GPU-Acceleration of a Stiff Nonlinear Partial Differential Equation
The following is a demonstration of a GPU-accelerated implicit solve of a stiff nonlinear partial differential equation (the Brusselator model):
using OrdinaryDiffEq, CUDA, LinearAlgebra
const N = 32
const xyd_brusselator = range(0, stop = 1, length = N)
brusselator_f(x, y, t) = (((x - 0.3)^2 + (y - 0.6)^2) <= 0.1^2) * (t >= 1.1) * 5.0
limit(a, N) = a == N + 1 ? 1 : a == 0 ? N : a
kernel_u! = let N = N, xyd = xyd_brusselator, dx = step(xyd_brusselator)
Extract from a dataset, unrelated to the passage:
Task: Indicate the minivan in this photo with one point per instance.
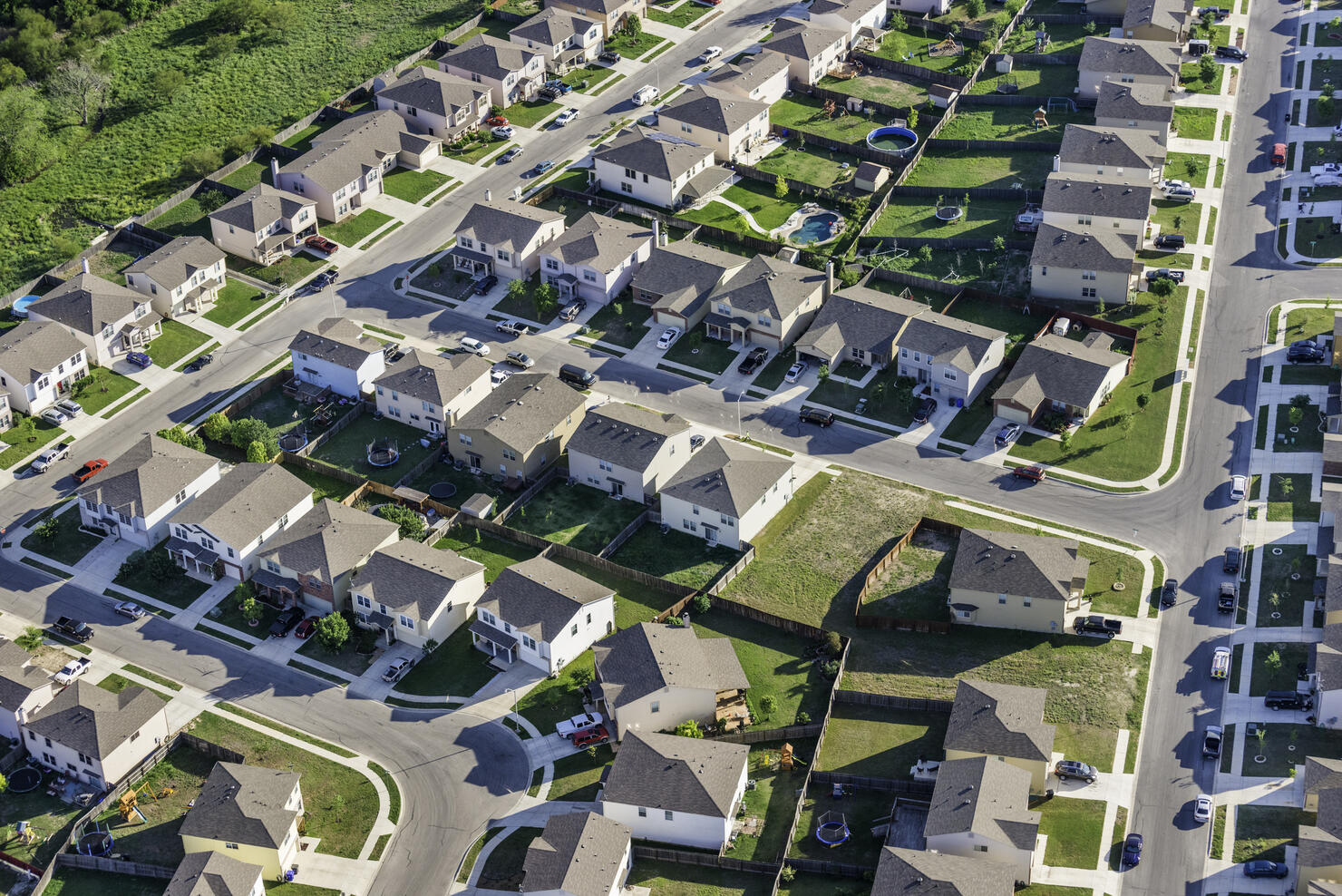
(576, 375)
@inline function (du, u, A, B, α, II, I, t)
i, j = Tuple(I)
x = xyd[I[1]]
y = xyd[I[2]]
ip1 = limit(i + 1, N)
im1 = limit(i - 1, N)
jp1 = limit(j + 1, N)
jm1 = limit(j - 1, N)
du[II[i, j, 1]] = α * (u[II[im1, j, 1]] + u[II[ip1, j, 1]] + u[II[i, jp1, 1]] +
u[II[i, jm1, 1]] - 4u[II[i, j, 1]]) +
B + u[II[i, j, 1]]^2 * u[II[i, j, 2]] - (A + 1) * u[II[i, j, 1]] +
brusselator_f(x, y, t)
end
end
kernel_v! = let N = N, xyd = xyd_brusselator, dx = step(xyd_brusselator)
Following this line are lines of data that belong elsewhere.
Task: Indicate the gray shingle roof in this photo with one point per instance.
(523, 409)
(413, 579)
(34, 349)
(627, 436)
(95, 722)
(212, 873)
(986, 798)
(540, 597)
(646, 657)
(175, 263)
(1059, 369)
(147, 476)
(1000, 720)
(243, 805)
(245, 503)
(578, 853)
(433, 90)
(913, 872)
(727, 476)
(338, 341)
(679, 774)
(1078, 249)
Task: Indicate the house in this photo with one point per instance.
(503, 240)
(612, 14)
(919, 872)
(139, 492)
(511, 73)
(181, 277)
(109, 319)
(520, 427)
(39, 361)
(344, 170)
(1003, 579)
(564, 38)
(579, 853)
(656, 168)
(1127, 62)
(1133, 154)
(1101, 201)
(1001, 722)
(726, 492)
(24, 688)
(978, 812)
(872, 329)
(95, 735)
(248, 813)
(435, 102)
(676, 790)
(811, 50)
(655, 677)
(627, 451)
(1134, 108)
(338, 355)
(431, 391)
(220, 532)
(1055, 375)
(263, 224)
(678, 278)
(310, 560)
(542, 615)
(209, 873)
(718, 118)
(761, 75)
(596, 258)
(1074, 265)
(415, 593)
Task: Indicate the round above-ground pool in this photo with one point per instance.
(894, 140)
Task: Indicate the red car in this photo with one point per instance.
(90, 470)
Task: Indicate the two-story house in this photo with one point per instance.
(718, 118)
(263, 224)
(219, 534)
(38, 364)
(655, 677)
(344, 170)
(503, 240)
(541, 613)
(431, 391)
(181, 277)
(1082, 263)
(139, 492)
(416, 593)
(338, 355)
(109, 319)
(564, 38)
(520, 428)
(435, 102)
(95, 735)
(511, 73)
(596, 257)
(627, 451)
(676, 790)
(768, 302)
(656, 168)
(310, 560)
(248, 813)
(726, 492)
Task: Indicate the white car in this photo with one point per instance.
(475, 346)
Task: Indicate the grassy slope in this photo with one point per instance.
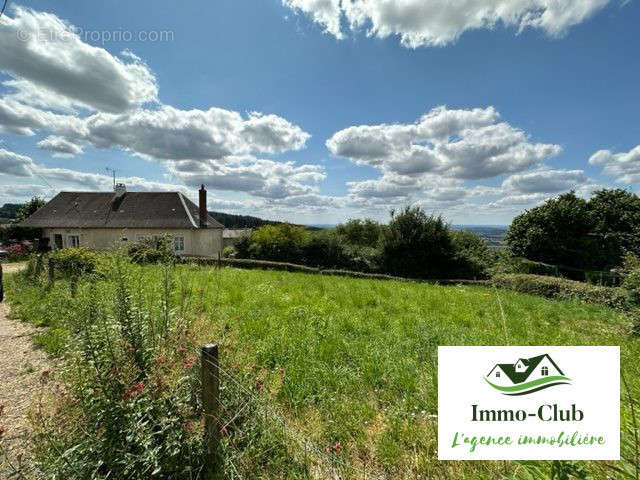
(354, 361)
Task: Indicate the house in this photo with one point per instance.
(107, 220)
(524, 369)
(231, 235)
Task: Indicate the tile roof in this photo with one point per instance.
(106, 210)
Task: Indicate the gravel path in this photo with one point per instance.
(21, 365)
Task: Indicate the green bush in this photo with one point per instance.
(154, 250)
(75, 261)
(417, 245)
(564, 289)
(228, 252)
(473, 256)
(631, 277)
(129, 407)
(280, 243)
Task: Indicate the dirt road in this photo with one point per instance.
(21, 366)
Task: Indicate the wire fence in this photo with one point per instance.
(252, 433)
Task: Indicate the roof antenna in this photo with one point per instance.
(3, 7)
(113, 172)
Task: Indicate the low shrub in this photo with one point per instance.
(631, 277)
(562, 288)
(127, 405)
(75, 261)
(228, 252)
(153, 250)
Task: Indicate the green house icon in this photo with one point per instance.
(526, 375)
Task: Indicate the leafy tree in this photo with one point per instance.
(284, 242)
(29, 208)
(556, 232)
(473, 257)
(365, 232)
(616, 224)
(571, 231)
(417, 245)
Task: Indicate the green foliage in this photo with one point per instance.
(280, 243)
(631, 277)
(562, 288)
(555, 232)
(229, 251)
(365, 233)
(158, 249)
(348, 362)
(129, 395)
(616, 223)
(571, 231)
(75, 261)
(473, 257)
(417, 245)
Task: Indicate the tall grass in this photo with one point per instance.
(350, 363)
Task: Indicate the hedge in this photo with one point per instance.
(563, 289)
(293, 267)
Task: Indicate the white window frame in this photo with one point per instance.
(178, 243)
(73, 241)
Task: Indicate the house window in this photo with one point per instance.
(74, 241)
(178, 244)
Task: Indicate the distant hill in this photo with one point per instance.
(246, 221)
(492, 234)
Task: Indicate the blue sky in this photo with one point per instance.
(365, 105)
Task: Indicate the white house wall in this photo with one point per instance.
(202, 242)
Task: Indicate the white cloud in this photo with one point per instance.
(172, 134)
(624, 167)
(440, 22)
(463, 144)
(60, 146)
(14, 164)
(258, 177)
(545, 181)
(21, 119)
(43, 50)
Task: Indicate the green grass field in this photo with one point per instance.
(354, 362)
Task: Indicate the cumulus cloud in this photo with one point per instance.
(14, 164)
(545, 181)
(40, 49)
(464, 144)
(440, 22)
(172, 134)
(60, 146)
(21, 119)
(258, 177)
(624, 167)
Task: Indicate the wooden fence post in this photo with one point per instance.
(38, 269)
(211, 404)
(51, 270)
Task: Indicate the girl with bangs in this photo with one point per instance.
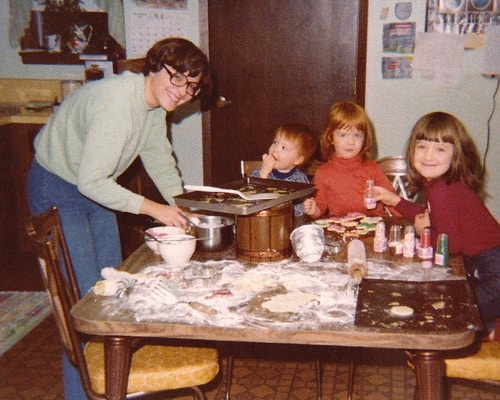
(340, 182)
(443, 162)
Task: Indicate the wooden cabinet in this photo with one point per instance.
(16, 155)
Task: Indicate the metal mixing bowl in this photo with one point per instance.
(218, 230)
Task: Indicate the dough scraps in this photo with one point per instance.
(289, 302)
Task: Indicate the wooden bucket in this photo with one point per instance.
(265, 235)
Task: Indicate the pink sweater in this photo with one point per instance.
(459, 212)
(340, 184)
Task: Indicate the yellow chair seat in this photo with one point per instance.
(157, 367)
(483, 365)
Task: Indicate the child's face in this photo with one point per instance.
(286, 153)
(348, 142)
(432, 159)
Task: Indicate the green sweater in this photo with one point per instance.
(98, 131)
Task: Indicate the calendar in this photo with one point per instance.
(147, 21)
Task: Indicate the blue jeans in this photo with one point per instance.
(91, 233)
(483, 272)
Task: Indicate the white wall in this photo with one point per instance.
(395, 105)
(186, 136)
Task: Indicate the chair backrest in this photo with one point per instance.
(247, 167)
(47, 239)
(395, 169)
(131, 64)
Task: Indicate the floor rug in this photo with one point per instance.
(20, 312)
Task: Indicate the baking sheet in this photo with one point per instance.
(437, 305)
(233, 204)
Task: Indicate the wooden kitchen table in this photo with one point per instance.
(92, 316)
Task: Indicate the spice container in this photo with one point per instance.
(441, 258)
(370, 202)
(356, 259)
(94, 72)
(425, 251)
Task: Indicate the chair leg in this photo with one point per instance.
(198, 393)
(350, 382)
(319, 377)
(229, 369)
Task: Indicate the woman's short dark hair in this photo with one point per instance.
(183, 56)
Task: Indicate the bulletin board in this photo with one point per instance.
(147, 21)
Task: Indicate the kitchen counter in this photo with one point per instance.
(25, 117)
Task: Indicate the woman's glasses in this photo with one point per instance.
(179, 80)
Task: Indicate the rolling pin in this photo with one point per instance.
(356, 260)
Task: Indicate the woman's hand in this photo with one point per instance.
(268, 163)
(311, 208)
(385, 196)
(168, 215)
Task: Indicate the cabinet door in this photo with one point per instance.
(277, 61)
(21, 155)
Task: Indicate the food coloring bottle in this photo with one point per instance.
(425, 250)
(380, 240)
(441, 258)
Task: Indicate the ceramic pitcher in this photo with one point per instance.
(79, 38)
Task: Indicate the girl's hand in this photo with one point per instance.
(310, 208)
(421, 221)
(385, 196)
(268, 163)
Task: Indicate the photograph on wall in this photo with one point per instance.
(399, 37)
(397, 67)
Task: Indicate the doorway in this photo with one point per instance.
(275, 62)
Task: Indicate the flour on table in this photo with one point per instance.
(401, 311)
(289, 302)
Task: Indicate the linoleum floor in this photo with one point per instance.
(32, 368)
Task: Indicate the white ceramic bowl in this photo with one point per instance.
(161, 232)
(177, 249)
@inline function (du, u, A, B, α, II, I, t)
i, j = Tuple(I)
ip1 = limit(i + 1, N)
im1 = limit(i - 1, N)
jp1 = limit(j + 1, N)
jm1 = limit(j - 1, N)
du[II[i, j, 2]] = α * (u[II[im1, j, 2]] + u[II[ip1, j, 2]] + u[II[i, jp1, 2]] +
u[II[i, jm1, 2]] - 4u[II[i, j, 2]]) +
A * u[II[i, j, 1]] - u[II[i, j, 1]]^2 * u[II[i, j, 2]]
end
end
brusselator_2d = let N = N, xyd = xyd_brusselator, dx = step(xyd_brusselator)
function (du, u, p, t)
@inbounds begin
ii1 = N^2
ii2 = ii1 + N^2
ii3 = ii2 + 2(N^2)
A = p[1]
B = p[2]
α = p[3] / dx^2
II = LinearIndices((N, N, 2))
kernel_u!.(Ref(du), Ref(u), A, B, α, Ref(II), CartesianIndices((N, N)), t)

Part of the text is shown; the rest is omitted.